As her parent, I find this a struggle. Both Country Boy and I are introverted (CB more than me), so we understand where she is coming from, but at the same time we cannot protect her all her life. At some point she is going to have to talk to people she doesn’t know when we are not around. Although I know she is not trying to be rude, it is embarrassing when your child doesn’t respond to questions in public, and when she tries to hide behind you.
We are trying to give Hannah skills to cope with these situations. We encourage her to look at peoples forehead if she can’t meet their eyes, and to smile and wave a hand if she can’t actually speak. We try to talk about what we expect in terms of behaviour before we arrive, so that she is keyed up to know that she has to acknowledge people who talk to her. We try to remind her of people that she knows so that she will feel more relaxed.
We also try to avoid labelling her as ‘shy’. We say she finds meeting new people hard, or that she doesn’t like it when people look at her. I don’t want her to label herself as shy and give herself an excuse for not trying at all.
The funny thing is that amongst our family and close friends, Hannah is loud and talkative. Despite not liking people looking her, she is happy for me to take photos of her and put them on here.
Yesterday, I was so proud that she got up and spoke, and danced and sang, because she finds it so hard, and yet she did it anyway!
Hi, I've been enjoying your blog and wanted to leave a comment. I grew up in the country and reading your lovely blog brings back lots of good childhood memories!
I understand what you are talking about in relation to Hannah. I was often this way as a child too, and unfortunately I was labelled as shy. This was a label that stuck with me until I was an adult and discovered a book called "The Highly Sensitive Person" by Elaine Aron. By reading this book, I learned all about sensitivity which is actually a wonderful personality trait that is definitely not shyness. It is associated with deep thinking and processing, and sometimes even with giftedness. It also means taking longer to adapt to new people and situations as there is so much stimuli to process!

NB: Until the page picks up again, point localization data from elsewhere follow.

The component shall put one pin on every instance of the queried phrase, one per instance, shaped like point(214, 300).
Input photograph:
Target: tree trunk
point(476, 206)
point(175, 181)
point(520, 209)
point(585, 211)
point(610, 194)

If you wanted to take a look at Elaine's web site, here is a link. She also has a questionnaire about sensitivity, and a book called "The Highly Sensitive Child".
http://www.hsperson.com/
Anyway, see what you think. It was such a relief to me to discover this when I did. I had never felt shy despite being labelled as such, and sensitivity makes so much sense when you learn about it. All the best, Kim.
Hi Kim! Thanks for reading along! Thank you too, for the recommendation. I will definitely look that book up!
Well done to Hannah for joining in. My niece was so painfully shy that she could hardly even speak to aunts and uncles, to the point that everyone began to think she was just rude. Then she went to uni, blossomed and came back self assured and a joy to be with.